Todas as adversidades que Leandro apontava nos dois textos que escreveu estão ainda lá, reconheço, por volta dos entornos e do paralelo onde Manaus se instalou, séculos atrás. É uma região dura de se viver em muitos aspectos, a começar pela extravagância que a Natureza assume para aquelas bandas. Mesmo assim, muitos escolhem instalar aí a sua morada. Mais: inúmeros outros trocam as paragens em que nasceram e preferem vir morar em Manaus. Tenho para mim que quanto maior é a teimosia de montar morada num lugar inóspito, mais extensa e complexa é a declaração de amor a um determinado beirado de terra.
É fácil gostar de morar num paraíso de asseio e arrumo, onde tudo funciona e a ordem ameniza a engrenagem dos dias. Percebe-se sem dificuldade que todos queiram. Estranho, aliás, seria não querer. Mais difícil, contudo, é entender que voluntariamente se queira habitar o mais inóspito, que deliberadamente se escolha um lugar mais rugoso e menos amaciado pelas virtudes da eficácia, da segurança e da comodidade. Mas sucede. E – coisa engraçada! – andando pelo Norte do Brasil sucede algo de semelhante ao que também se encontra, por exemplo, quando se atravessam os áridos cafundós do Grande Sertão: bate-se de frente com gente com um profundo, quase inexplicável, amor à sua terra. Para elas é sim, o «último Éden». Eu até diria mais: para elas é o único topos concebível à face do Planeta. É algo que não se encontra em São Paulo, nem em Londres, nem em Lisboa ou Madrid, onde não sendo impossível encontrar amantes orgulhosos e confessos da sua cidade, dificilmente se acha quem simplesmente sufocasse ou perdesse o chão se o arrancassem dali e nem se consiga imaginar capaz de sobreviver em outras paragens.

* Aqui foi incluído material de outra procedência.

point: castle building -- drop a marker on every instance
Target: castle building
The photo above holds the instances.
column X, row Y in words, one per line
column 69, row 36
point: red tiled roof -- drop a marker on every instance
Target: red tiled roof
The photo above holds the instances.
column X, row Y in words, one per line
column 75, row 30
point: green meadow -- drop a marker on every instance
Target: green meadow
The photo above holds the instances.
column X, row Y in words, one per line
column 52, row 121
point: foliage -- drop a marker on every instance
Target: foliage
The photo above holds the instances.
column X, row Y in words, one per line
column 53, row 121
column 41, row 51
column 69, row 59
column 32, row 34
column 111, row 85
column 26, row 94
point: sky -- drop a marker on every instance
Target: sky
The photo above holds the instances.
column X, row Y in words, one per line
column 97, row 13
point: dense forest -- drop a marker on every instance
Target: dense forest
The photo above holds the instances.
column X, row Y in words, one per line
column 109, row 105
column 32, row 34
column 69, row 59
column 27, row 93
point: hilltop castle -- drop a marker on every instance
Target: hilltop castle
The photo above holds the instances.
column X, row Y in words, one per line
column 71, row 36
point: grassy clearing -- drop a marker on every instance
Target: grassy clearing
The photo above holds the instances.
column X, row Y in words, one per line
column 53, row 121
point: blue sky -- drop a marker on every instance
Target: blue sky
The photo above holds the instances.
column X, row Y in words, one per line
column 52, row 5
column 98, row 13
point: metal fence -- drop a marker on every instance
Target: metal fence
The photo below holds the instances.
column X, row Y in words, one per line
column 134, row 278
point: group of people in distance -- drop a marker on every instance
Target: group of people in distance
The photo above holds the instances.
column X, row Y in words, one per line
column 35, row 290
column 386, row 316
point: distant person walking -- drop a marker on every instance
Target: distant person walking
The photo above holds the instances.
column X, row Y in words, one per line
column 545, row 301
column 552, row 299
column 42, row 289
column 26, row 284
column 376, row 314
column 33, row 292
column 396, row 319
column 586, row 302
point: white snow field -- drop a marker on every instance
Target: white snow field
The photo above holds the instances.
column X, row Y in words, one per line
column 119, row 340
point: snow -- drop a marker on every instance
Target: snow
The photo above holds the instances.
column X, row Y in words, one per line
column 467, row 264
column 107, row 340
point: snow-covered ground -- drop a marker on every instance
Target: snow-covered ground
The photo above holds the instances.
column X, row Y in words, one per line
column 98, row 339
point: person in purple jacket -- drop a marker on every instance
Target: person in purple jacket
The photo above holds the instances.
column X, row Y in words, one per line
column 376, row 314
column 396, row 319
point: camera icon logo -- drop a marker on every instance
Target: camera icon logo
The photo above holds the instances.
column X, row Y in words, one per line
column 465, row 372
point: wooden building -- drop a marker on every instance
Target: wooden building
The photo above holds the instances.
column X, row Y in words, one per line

Nestes últimos anos de intenso convívio com amazónidas, tenho cada vez mais para mim que, na impossibilidade de pleno entendimento dessa relação de cada um com o lugar em que reconhece a sua própria e natural morada, melhor é admitir um je-ne-sais-quois de inefável que – quer queiramos ou não reconhecer – nos escapa a nós, lisboetas e paulistanos, mas que é absolutamente cristalino e tangível, por exemplo, a manauaras e acreanos, como o é também a sertanejos. É que, em verdade, estou crente de ser aí que, essencialmente, afunda raiz a explicação e a razão de ser das coisas e opções que tantas vezes nos fazem estalar a perplexidade e nos alagam a incompreensão. Como a declaração de amor diária a uma terra que, mais do que chamar de nossa, se tem como insolúvel vínculo de pertença: o nexo de sentido que não apenas nos organiza e explica o Mundo, mas que resulta no único capaz de nos explicar a nós próprios.